マイクロプロセッサでは、そうはいかない。様々な周辺チップが必要である。例えば、必ずいくつかのRAMメモリチップが必要である。全体のメモリ容量は汎用マイクロプロセッサの方が柔軟に変更可能であるが、メモリチップは確実に必要であるし、それらのチップの間の配線も必要である。

一般的なマイクロコントローラはクロックジェネレータとRAMおよびROM(EPROMEEPROM)を内蔵している。これを動作できるようにするには、ソフトウェアをROMに格納して、水晶振動子を接続すればよい。マイクロコントローラは様々な入出力デバイスを内蔵している。アナログ-デジタル変換回路、タイマー、汎用非同期シリアル通信(UART)または特殊なシリアル通信インターフェイス(I²CバスSPIバスCANバス)などである。これらの周辺デバイスは特殊な命令で制御される。

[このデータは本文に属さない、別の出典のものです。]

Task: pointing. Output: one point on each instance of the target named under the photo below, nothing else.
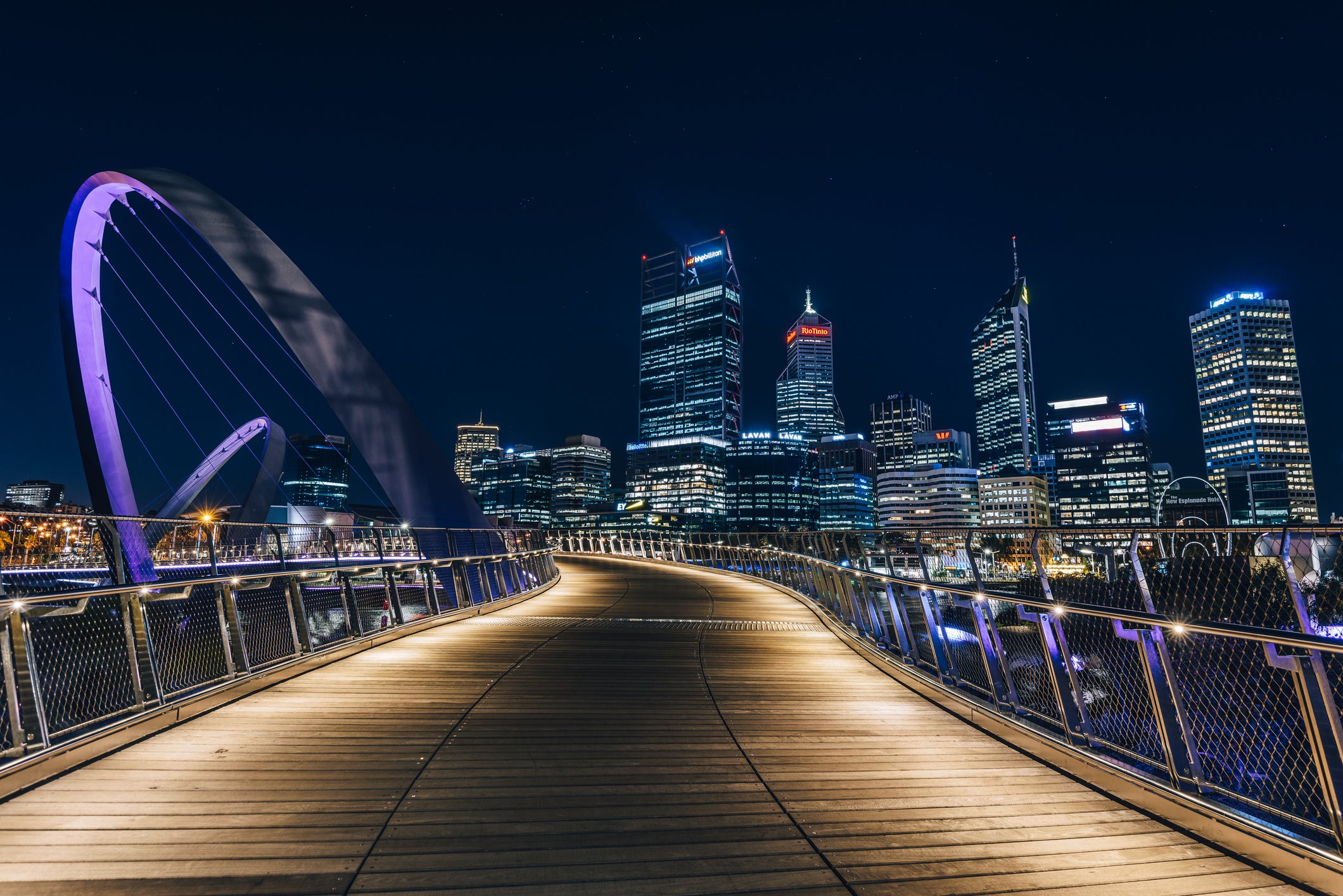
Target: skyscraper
(685, 476)
(1103, 464)
(1249, 395)
(948, 448)
(518, 485)
(846, 483)
(580, 474)
(928, 495)
(805, 393)
(473, 439)
(35, 493)
(893, 426)
(1005, 389)
(773, 483)
(691, 343)
(320, 472)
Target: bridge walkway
(586, 742)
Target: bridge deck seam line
(746, 757)
(448, 736)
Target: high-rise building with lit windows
(1249, 395)
(691, 343)
(319, 472)
(580, 474)
(773, 483)
(684, 476)
(893, 426)
(1005, 388)
(805, 393)
(848, 468)
(473, 443)
(1103, 464)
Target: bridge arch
(255, 504)
(409, 465)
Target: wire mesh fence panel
(375, 613)
(919, 634)
(1114, 685)
(445, 588)
(84, 668)
(964, 644)
(1247, 722)
(410, 594)
(1091, 589)
(187, 640)
(1245, 589)
(474, 584)
(264, 615)
(1025, 657)
(324, 606)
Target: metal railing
(94, 632)
(1212, 671)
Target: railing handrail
(172, 584)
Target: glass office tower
(473, 441)
(518, 485)
(846, 483)
(805, 393)
(1005, 388)
(893, 426)
(320, 472)
(684, 476)
(1249, 398)
(1103, 465)
(691, 344)
(35, 493)
(773, 484)
(580, 474)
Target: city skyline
(1121, 246)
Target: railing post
(990, 647)
(430, 591)
(932, 618)
(352, 614)
(900, 621)
(1072, 709)
(1182, 760)
(227, 600)
(289, 596)
(298, 614)
(394, 596)
(27, 715)
(1323, 724)
(144, 666)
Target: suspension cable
(284, 350)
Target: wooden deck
(582, 743)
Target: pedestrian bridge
(635, 727)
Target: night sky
(473, 192)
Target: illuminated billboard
(1103, 424)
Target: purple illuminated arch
(410, 467)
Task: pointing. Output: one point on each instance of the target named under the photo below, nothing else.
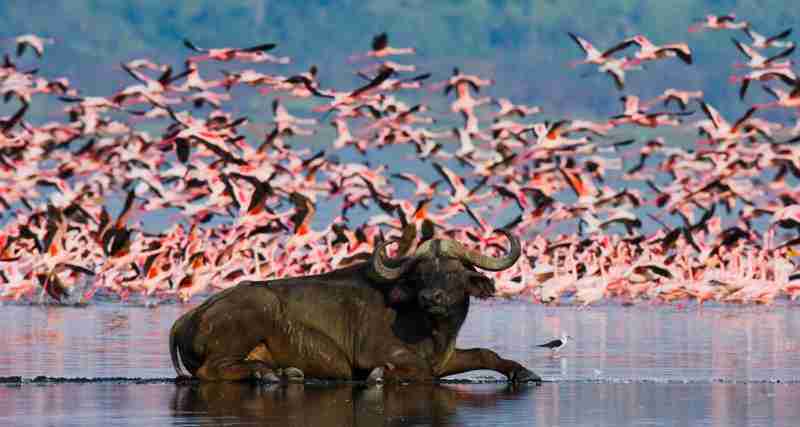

当初マイクロコントローラは、搭載メモリの少なさからアセンブリ言語でのみプログラムが組まれていたが、メモリ量やCPUの処理能力が向上すると、開発効率の観点からC言語が使われるようになった。 ホビーユースや学習用途では、上記言語より導入がスムーズで初心者にとって理解しやすい言語処理系(BASIC言語インタプリタなど)があらかじめROMに書き込まれた半完成製品も存在する。(後述のBASIC Stampなど)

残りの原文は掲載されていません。